TFF33: Shinjuku Swan
Kabuchiko, quartiere a luci rosse. Un gruppo di uomini, chiamati “procacciatori”, adesca delle seducenti ragazze per strada, promettendo loro protezione.
Il biondo ossigenato Tatsuhiko Shiratori è un giovane della metropoli senza un soldo che si imbatte nella gang capitanata da Hideyoshi Minami, il quale dice di averlo conosciuto in un lontano passato. Ma Tatsuhiko non sembra ricordarsene e viene, allora, pestato a sangue. Viene, poi, trovato e addestrato dal procacciatore Matora. Tatsuhiko si accorge così di quanto sia facile adescare ragazze in cerca di fortuna e scopre di essere piuttosto bravo: le ragazze si fidano di lui, conquistate dalle sue maniere gentili. Tra queste spicca Ageha, l’unica che riesce a far breccia nel cuore di Tatsuhiko. La ragazza si fida ciecamente di lui, tanto che inizia a chiamarlo “il mio principe” per via della sua somiglianza con il protagonista del suo libro preferito: Shinjuku Swan, che altri non è che una versione nipponica de Il piccolo principe. La ragazza comincia, dunque, a frequentarlo, nascondendogli, però, il fatto di essere una tossicodipendente.

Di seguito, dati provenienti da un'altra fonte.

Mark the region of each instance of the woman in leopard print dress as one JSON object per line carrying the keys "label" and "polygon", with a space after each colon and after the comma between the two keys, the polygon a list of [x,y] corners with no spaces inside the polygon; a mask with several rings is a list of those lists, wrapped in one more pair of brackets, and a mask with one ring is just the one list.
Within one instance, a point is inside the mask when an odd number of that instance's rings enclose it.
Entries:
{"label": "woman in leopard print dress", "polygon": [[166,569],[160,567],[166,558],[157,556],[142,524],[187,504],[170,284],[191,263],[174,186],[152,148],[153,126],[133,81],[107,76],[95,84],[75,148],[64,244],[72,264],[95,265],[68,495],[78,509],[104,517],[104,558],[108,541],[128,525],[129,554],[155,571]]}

Ma le cose di cui Tatsuhiko è all’oscuro sono troppe e presto dovrà scontrarsi con un nemico che viene dal passato, scoprendo così la dura vita del paesaggio urbano.
Yakuza, prostitute, soldi, vita notturna, pestaggi…questo è il Giappone contemporaneo visto con gli occhi lucidi del visionario Sion Sono. In effetti, Shinjuku Swan è l’opera più realista dell’irrealista Sion Sono. Tatsuhiko Shiratori, come dice la stessa Ageha, è un puro di cuore che viene risucchiato dal corrotto inferno cittadino, a cui, fin dall’inizio, cerca di sottarsi per salvaguardare la sua onesta ingenuità.
Ispirato ad un manga di Ken Wakui, Shinjuku Swan sembra, per certi versi, molto vicino a Tokyo Tribe, opera precedente dello stesso regista. Sono esplora un territorio più classico: quello del film yakuza, un prototipo proprio del cinema nipponico, e lo fa raccontando una storia piuttosto semplice, ma finendo per piegarla al proprio stile. Tuttavia, stavolta lo stile di Sono sembra essere meno forte che negli altri lavori e il film sembra più che altro un terreno di sperimentazione che un’opera compiuta. Risulta comunque godibilissimo e forte della lezione di un altro cineasta della penisola nipponica: Takeshi Kitano.